Yigdal had also been responsible for the destruction of Cassandra Sashakovich’s life. Every time he’d tried to help her, he’d only made her life worse.
But now, finally, he’d wiped all Cassandra’s enemies from the earth. Tariq and his brothers Pesi and Achmed Houmaz were dead. One yakuza kingpin, Omasu Maru, dead. The head of the Russian mafiya in Vladivostok, Nikita Tobelov, dead. And now, Gilbert Greenfield, dead, and two American Presidents assassinated.
He could finally live in peace.
CHAPTER 43
June 2, 5:58 a.m.
Abdul’s Revenge, A Middle Eastern Eatery,
just off Highway 1, Devil’s Slide, California
Cassie was awake long before the alarm was set t
o go off. She’d been in bed for hours since the nightmare woke her. It was a different kind of dream, where she was forced to watch scenes of a war unfolding but was somehow unable to move and stop the violence. Something bound her to the spot where she stood. People killed each other, some with weapons, some with their bare hands. She turned her head and saw a man holding puppet strings attached to them all. And when she reached her arm toward him, he shook his head and pulled a curtain closed.

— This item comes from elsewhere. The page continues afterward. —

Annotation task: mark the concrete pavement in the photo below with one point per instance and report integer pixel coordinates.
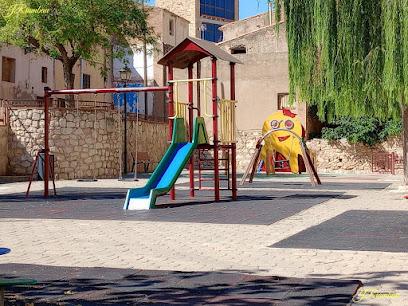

Now, she moved from the bed and turned off the alarm so Lee could sleep. She had felt troubled since Avram called to tell her every one of her enemies was finally dead. So why was she feeling troubled? She sighed, and decided to talk with the only one who might most likely help her. She pulled on her running clothes and quietly left the building. From their restaurant with their home atop it, it was a ten-minute jog to the plot where Natasha was buried.
She wasn’t even breathing hard when she got there. The waves pounding the beach fifty feet below the bluff immediately calmed her. “Mama, I’m confused. I have nightmares. Can’t seem to figure out why.”
“Tell me, kitten.” She spun around and found her father standing behind her. “I see we both are troubled. Tell me what you see in your dreams, and I’ll tell you mine.” He hugged her to him.
She hugged him back, then nodded. “I see battles and can’t help the ones I feel close to. I seem frozen, unable to move.”
He nodded stroking his beard. “I think I can help. I’ve sensed your disquiet each time I’ve seen you over the last several weeks. Do you miss Washington and the spy game?”
She jolted back. “No! Why would I? It took me a year to get away safely from its dangers.”
He sighed. “Kitten, do you know why we named you Cassandra?”
She shook her head.
“When Natasha told me she was carrying you, we ignored the message of your pending birth.”
“What do you mean?”
“At first we tried to believe we could survive in the Soviet Union as it died, ignoring the reality of its roughshod butchery. But as you continued to grow, kicking inside Tasha’s belly, we realized it would be better to leave there as soon as we could, so you would grow up in freedom. You are a ‘Cassandra.’ You tell the truth but people try to ignore what you tell them, just like Priam’s daughter in Troy.”